Oleh: Fatmalilia Atha Azzahra
Saya resah tiap kali pulang ke rumah dan mendapati
adik-adik saya memelototi tayangan di TV yang menurut saya sama sekali tak menumbuhkan
karakter baik. Iklan-iklan juga seolah-olah bersepakat mengamini.
Masak iya, iklan minuman penambah
energi modelnya penyanyi dangdut berpakaian superpendek menyanyi-nyanyi sambil
mendesah manja. Astaga! Apa hubungannya minuman energi dengan desahan?
Saya nyaris berteriak kesal
ketika tak sengaja menonton cuplikan iklan tersebut.
Ada juga film kartun yang saya
temui. Slogan tokoh utamanya amat mengusik. Diceritakan bahwa tokoh utamanya
adalah seorang bocah hiperaktif, cerdas, dielu-elukan banyak orang, dan dikenal
dengan slogan “kerjakan cepat, lupakan yang lain!”
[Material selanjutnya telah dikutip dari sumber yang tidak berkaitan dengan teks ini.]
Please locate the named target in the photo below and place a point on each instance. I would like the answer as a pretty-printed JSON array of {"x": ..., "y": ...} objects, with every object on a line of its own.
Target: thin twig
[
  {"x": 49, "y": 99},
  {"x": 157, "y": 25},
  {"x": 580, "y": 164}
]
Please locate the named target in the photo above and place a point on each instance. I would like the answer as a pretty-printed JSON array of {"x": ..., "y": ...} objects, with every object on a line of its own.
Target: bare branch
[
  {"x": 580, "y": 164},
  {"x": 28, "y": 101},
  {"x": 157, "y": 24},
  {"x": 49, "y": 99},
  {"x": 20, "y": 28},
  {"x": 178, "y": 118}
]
Dalam kehidupan sehari-hari
slogan itu mengajak lebih dekat pada sikap egois, individualis. Seolah-olah
kehadiran orang-orang di sekitarnya akan menganggu kerja-kerjanya. Kerjakan cepat, lupakan yang lain. Kata-kata
seperti ini nih yang bikin anak-anak jadi bureng alias buru rangking dan merasa
tak lagi membutuhkan kehadiran teman-teman di sekelilingnya.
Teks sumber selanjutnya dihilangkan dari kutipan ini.